The sigmoid function softens this. Instead of asking whether $z$ is merely positive or negative, it turns the score into a number between $0$ and $1$:

$$\sigma (z)=\frac{1}{1+e^{-z}}.$$

That number can be interpreted as a conditional probability:

$$P(Y=1\mid X=x)=\sigma (⟨w,x⟩).$$

So the precise statement is not $P(y=x\mid x)$. The input is $x$; the random label is $Y$. The model says: given this input $x$, the probability of class $1$ is the sigmoid of the score.

The sigmoid does not move the hyperplane. The point where the model is undecided is still

$$⟨w,x⟩=0.$$

At that point, $\sigma (0)=0.5$. The model is exactly balanced between class $0$ and class $1$. Moving away from the hyperplane changes confidence, not just the label.

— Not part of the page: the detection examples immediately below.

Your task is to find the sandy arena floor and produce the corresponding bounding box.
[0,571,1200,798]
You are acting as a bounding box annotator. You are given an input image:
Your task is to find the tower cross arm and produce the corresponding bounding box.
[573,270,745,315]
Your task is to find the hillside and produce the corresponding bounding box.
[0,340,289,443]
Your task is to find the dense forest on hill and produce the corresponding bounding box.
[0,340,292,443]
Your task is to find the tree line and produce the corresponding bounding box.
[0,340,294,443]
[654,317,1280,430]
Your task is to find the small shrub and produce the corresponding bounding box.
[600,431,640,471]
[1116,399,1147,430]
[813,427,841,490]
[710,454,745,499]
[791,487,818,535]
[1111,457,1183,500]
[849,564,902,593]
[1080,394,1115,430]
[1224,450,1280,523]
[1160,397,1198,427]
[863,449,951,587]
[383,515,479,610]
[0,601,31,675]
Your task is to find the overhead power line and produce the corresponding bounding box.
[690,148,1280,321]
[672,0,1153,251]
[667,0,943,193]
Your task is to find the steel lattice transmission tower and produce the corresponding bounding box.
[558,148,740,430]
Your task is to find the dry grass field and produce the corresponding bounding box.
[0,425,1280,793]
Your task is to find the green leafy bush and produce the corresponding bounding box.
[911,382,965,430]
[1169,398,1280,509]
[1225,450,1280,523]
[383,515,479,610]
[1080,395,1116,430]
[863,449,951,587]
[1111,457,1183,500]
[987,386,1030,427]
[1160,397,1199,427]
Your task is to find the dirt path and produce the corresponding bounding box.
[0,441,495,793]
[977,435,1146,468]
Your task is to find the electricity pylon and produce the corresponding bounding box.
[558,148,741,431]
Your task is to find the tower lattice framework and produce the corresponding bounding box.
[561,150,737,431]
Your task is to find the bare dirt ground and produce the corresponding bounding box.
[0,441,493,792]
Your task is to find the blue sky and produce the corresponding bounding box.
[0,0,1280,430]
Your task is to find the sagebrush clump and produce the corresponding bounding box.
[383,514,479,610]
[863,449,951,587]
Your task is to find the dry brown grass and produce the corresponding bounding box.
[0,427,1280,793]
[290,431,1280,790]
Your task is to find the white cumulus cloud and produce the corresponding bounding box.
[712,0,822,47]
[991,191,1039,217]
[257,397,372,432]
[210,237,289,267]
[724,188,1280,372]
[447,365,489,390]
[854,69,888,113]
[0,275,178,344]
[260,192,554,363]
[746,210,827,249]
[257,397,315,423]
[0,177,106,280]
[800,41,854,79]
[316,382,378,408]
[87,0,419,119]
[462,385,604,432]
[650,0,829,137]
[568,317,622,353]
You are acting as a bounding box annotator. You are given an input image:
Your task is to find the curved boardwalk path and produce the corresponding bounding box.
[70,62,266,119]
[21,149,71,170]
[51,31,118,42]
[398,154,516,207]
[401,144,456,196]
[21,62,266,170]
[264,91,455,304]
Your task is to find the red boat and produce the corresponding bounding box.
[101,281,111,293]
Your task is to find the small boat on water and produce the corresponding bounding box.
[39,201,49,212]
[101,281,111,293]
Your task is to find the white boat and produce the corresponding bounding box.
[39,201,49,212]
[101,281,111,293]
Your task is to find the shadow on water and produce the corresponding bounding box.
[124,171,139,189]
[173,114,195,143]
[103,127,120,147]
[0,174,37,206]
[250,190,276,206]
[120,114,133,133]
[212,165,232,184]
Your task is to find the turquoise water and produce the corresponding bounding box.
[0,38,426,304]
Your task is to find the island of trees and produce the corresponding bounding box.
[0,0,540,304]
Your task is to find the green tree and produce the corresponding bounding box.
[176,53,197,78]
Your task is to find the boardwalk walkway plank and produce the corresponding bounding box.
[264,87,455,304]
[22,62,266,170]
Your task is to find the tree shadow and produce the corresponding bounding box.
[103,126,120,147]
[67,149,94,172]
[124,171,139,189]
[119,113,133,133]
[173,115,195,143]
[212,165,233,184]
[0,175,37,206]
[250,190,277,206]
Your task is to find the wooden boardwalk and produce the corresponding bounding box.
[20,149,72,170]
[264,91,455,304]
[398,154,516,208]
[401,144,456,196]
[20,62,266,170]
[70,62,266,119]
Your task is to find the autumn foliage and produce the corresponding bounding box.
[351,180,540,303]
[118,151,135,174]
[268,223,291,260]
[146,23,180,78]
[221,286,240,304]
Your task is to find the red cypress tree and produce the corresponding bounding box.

Distance becomes confidence

The score $z$ measures signed position relative to the boundary. Large positive scores mean strong evidence for class $1$. Large negative scores mean strong evidence for class $0$.

A hard perceptron keeps only the sign of $z$. Logistic regression keeps the whole score and reads it as confidence. Near $z=0$, small changes matter a lot. Far away from $0$, the sigmoid saturates: the model is already very sure, so extra distance changes the probability only slightly.

The output is a biased coin

For binary classification, the sigmoid output parameterises a Bernoulli distribution over the label:

$$Y\mid X=x\sim \mathrm{Bernoulli}(p),p=\sigma (⟨w,x⟩).$$

This means

$$P(Y=1\mid X=x)=p,P(Y=0\mid X=x)=1-p.$$

This is the small conceptual turn. The linear score $⟨w,x⟩$ still comes from geometry: it says where the point lies relative to a boundary. The sigmoid wraps that geometry in probability. One side gives a high conditional probability $P(Y=1\mid X=x)$; the other side gives a low one; the boundary itself becomes uncertainty.

The hyperplane is still there. The sigmoid makes it probabilistic.